Section 17(2)(f) and 17(3): Courts and Foreign State Processing

Section 17(2)(f) exempts processing of personal data by courts and tribunals in the discharge of their judicial functions. This reflects the fundamental principle of judicial independence - courts must be free to process personal data as needed for the administration of justice without being subject to executive oversight through the Data Protection Board. Court records, judgments, evidence, and case management systems all involve extensive personal data processing, and subjecting this to DPDPA obligations could compromise the efficiency and independence of the judicial system. Section 17(3) addresses an international dimension - it exempts the processing of personal data of Data Principals outside India pursuant to any contract entered into with any person outside India by any person based in India or any instrumentality of the State. This provision facilitates India's massive business process outsourcing (BPO) and IT services industry, where Indian companies process personal data of foreign individuals under contracts with foreign entities. Without this exemption, Indian BPO companies processing European or American customer data could face dual regulation - by the DPDPA and by the foreign country's data protection law. For more on how cross-border data transfers work under the DPDPA, see our dedicated guide. Section 17(3) removes the DPDPA layer for such processing, leaving it subject only to the contractual obligations and the foreign country's applicable law.

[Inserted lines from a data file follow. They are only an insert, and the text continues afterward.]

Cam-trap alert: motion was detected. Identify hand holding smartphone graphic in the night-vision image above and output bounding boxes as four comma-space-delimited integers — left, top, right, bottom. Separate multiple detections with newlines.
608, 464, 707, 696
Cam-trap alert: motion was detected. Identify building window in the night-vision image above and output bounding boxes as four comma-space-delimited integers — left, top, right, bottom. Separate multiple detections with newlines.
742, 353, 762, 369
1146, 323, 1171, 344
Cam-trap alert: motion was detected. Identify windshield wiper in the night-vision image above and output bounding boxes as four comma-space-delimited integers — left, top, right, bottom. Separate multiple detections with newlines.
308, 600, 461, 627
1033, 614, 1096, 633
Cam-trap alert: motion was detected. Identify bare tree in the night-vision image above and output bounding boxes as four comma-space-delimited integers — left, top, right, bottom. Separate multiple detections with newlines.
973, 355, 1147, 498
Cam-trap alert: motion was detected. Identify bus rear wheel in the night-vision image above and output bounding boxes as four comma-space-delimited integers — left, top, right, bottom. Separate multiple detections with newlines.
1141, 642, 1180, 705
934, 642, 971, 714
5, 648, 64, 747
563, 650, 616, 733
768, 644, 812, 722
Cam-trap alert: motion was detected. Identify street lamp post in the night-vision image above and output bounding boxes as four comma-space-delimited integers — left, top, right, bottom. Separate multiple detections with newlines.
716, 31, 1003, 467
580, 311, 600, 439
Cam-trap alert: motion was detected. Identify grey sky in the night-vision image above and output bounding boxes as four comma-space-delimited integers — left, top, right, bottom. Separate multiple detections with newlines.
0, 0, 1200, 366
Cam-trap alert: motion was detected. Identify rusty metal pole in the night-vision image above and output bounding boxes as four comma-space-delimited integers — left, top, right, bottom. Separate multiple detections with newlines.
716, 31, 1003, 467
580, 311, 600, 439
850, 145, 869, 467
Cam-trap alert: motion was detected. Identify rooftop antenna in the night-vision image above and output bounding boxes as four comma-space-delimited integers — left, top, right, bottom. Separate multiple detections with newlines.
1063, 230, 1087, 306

Section 17(4): Exemptions for Notified Data Fiduciaries

Section 17(4) empowers the Central Government to notify certain Data Fiduciaries or classes of Data Fiduciaries for whom certain provisions of the Act will not apply or will apply with modifications. This is a flexible tool that allows the Government to create sector-specific or entity-specific compliance regimes. For example, the Government might exempt certain public sector enterprises from specific notification requirements, or modify consent obligations for healthcare providers processing emergency medical data. This provision also enables the graduated compliance approach that the DPDPA contemplates - different organisations may face different compliance obligations based on their nature, size, and processing activities - for instance, Significant Data Fiduciaries face enhanced obligations while others may receive relaxations. The Government can use Section 17(4) to create compliance tiers that recognise the diversity of India's economy. However, this flexibility also concentrates significant discretionary power in the Central Government, which can selectively exempt entities from data protection obligations. The absence of legislative criteria for exercising this discretion - beyond the general public interest - means that exemption decisions could be influenced by political or commercial considerations. Transparency in the notification process and judicial review of exemption decisions are essential safeguards against arbitrary exercise of this power. Organisations should consult the full text of the DPDPA to understand the precise scope of each exemption.

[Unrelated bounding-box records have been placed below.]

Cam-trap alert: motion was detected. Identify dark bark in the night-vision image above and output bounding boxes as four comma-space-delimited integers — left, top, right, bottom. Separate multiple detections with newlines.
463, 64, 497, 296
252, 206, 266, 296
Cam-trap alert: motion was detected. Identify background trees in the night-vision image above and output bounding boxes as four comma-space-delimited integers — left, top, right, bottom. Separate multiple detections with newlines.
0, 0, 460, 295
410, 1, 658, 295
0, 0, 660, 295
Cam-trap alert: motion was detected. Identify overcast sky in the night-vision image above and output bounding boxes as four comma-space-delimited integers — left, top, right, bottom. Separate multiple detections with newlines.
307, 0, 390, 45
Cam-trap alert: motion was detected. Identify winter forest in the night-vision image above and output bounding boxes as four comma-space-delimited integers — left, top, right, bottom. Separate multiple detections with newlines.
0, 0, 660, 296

Criticism and Safeguards Needed

Section 17 has attracted more criticism than any other provision of the DPDPA. Privacy advocates, civil society organisations, and opposition parliamentarians have argued that the exemptions are too broad, too discretionary, and insufficiently safeguarded. The Supreme Court of India, in its landmark Puttaswamy judgment recognising the right to privacy as a fundamental right, established a four-part test for permissible restrictions on privacy: legality (the restriction must be sanctioned by law), legitimate aim (the restriction must serve a legitimate state interest), proportionality (the restriction must be proportionate to the aim), and procedural safeguards (there must be adequate procedural guarantees). Critics argue that Section 17 satisfies the legality requirement but falls short on proportionality and procedural safeguards. There is no requirement that exemptions be proportionate to the interest served, no time-limitation on exemptions, no independent oversight of exemption decisions, and no mandatory review or sunset mechanism. The lack of structured safeguards is particularly concerning for the sovereign exemption under Section 17(1), which could be used to exempt mass surveillance programmes from data protection oversight. Organisations should monitor judicial challenges to Section 17 exemptions and understand the penalty risks associated with misapplying exemptions, as courts may read in proportionality and safeguard requirements based on the Puttaswamy framework.

  • Exemptions criticised as overly broad and insufficiently safeguarded
  • No proportionality test required for granting exemptions
  • No time-limitation, sunset clause, or mandatory review mechanism
  • No independent oversight of Central Government exemption decisions
  • Judicial review under Puttaswamy framework may impose additional constraints
  • Organisations should monitor court challenges and evolving interpretations

How Kraver.ai Helps

Kraver.ai's compliance platform helps organisations navigate Section 17's complex exemption landscape with precision and confidence. Our exemption mapping module analyses your organisation's processing activities against each category of exemption, identifying where exemptions may apply and where full compliance obligations remain. For government agencies and state instrumentalities, the platform provides tailored compliance workflows that account for applicable exemptions while maintaining core data protection practices - because even exempt processing benefits from good data governance. Our regulatory intelligence engine tracks Government notifications regarding exemptions in real time, alerting you when new exemptions are issued, modified, or revoked. For organisations operating across multiple sectors, Kraver.ai maps the interaction between DPDPA exemptions and sector-specific regulations, ensuring that you understand where exemptions apply and where they do not. The startup compliance module provides a streamlined compliance pathway for eligible startups, implementing the provisions that apply while flagging those from which you are exempt. For organisations processing data under the law enforcement or legal rights exemptions, Kraver.ai provides documentation frameworks that demonstrate the necessity of processing for the exempt purpose - critical evidence if the application of the exemption is ever challenged. Our audit trail maintains a complete record of exemption reliance, documenting why each exemption was applied and the basis for the determination. Navigate Section 17 with clarity using Kraver.ai. Explore our full range of compliance services or contact us for a personalised assessment.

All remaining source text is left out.